On November 28, there were reports that J&J was in talks to acquire Actelion. Reportedly the deal was a complicated, structured transaction that would allow Actelion to remain independent.
Actelion focuses on rare diseases, with a particular emphasis on pulmonary arterial hypertension (PAH), a form of high blood pressure that affects arteries in the lungs. About half of the company’s revenue comes from sales of Tracleer, for PAH. It also has two new drugs, Opsumit and Uptravi, both for PAH, and are likely to replace Tracleer, which will face generic competition in early 20107.
Sources indicate that the two companies are discussing a deal where J&J would essentially create a biotech company that unites Actelion with relevant parts of its own pharmaceutical business. J&J would be a major shareholder in this new entity, and would probably invest into the deal as well.
BloombergMarkets reported late yesterday that Sanofi may make a counterbid. Sources told Bloomberg that Sanofi is working with advisers on its options. Apparently Sanofi has informed Actelion that it is interested, but has not made a final decision on whether to continue with the bid.
On its part, J&J hopes to have a deal before Christmas. On Friday, J&J upped its offer above $250 a share. That would give Actelion a market value of more than $27 billion.
Actelion’s chief executive officer and founder, Jean-Paul Clozel, has repeatedly said he wants his company to stay independent. The deal under discussion seems to benefit Actelion, but it’s not clear to what extent it would benefit J&J, which as the deal has been described to date, would require it to give up some of its assets.
In a note to clients last week, analysts with JP Morgan Cazenove wrote, “With J&J having a market cap exceeding $300 billion, Actelion would clearly be an affordable asset for the company. Less clear to us is the logic of the timing, ahead of a likely favorable ex-U.S. cash repatriation window for U.S. corporates. We also see little in the way of obvious therapeutic overlap to allow synergies, beyond J&J’s interest in the Xarelto anti-coagulant which could have some modest overlaps with cardiologists prescribing PAH therapies.”

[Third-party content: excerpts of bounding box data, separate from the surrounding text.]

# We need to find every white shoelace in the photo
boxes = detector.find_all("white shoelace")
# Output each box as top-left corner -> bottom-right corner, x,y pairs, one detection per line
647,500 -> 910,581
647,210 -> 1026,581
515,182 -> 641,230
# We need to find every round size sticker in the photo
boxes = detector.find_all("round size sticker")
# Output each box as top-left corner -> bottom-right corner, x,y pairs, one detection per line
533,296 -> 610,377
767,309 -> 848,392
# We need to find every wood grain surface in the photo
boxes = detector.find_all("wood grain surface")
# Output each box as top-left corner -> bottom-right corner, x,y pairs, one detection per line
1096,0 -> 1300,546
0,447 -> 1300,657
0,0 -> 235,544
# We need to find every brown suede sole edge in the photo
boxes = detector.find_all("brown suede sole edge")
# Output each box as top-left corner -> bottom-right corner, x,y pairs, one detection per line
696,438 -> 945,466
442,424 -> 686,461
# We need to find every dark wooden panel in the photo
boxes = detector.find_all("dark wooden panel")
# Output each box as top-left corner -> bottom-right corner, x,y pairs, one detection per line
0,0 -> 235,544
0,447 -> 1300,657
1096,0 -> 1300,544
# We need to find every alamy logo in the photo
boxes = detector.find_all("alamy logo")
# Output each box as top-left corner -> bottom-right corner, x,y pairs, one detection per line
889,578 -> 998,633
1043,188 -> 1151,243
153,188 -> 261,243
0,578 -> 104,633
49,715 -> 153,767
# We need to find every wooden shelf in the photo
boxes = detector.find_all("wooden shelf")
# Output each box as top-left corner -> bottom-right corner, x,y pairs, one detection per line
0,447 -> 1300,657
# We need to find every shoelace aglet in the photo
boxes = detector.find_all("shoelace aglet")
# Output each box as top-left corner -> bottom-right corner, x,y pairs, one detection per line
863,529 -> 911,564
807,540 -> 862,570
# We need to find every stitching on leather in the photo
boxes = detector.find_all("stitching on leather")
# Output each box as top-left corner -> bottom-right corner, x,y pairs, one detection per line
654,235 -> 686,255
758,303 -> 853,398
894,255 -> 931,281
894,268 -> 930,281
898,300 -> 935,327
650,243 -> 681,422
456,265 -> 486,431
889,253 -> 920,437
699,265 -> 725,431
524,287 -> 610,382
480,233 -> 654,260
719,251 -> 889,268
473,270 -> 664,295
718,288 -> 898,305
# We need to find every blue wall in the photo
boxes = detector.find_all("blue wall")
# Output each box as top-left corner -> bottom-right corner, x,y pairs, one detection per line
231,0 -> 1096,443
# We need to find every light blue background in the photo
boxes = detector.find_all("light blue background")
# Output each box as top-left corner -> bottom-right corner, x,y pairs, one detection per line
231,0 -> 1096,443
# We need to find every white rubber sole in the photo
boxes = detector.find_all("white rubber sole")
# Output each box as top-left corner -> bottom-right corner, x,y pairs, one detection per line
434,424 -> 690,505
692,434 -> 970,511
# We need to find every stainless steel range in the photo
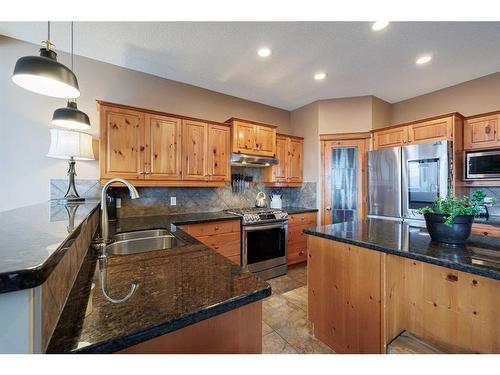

Bloomberg notes that “advisers seeking work with prospective buyers have reached out to other drugmakers.” Those include Roche and Pfizer to see if they might be interested. In an interview Sunday in SonntagsBlick newspaper, Joe Jiminez, the chief executive officer of Novartis , said that he was not interested in Actelion because Novartis’ plans are for acquisitions less than $5 billion. And at least one source has indicated that Novartis is not impressed with Actelion’s pipeline.
There is some connection between Actelion and Roche. Clozen was a Roche executive prior to founding Actelion with his wife, Martine, and Walter Fischli, Thomas Widmann and Andre Mueller in 1997.
And Eric Le Berrigaud, an analyst with Bryan Garnier & CO. in Paris, told BloombergMarkets recently that Sanofi would be a good fit with Actelion.
Actelion is currently trading for $207.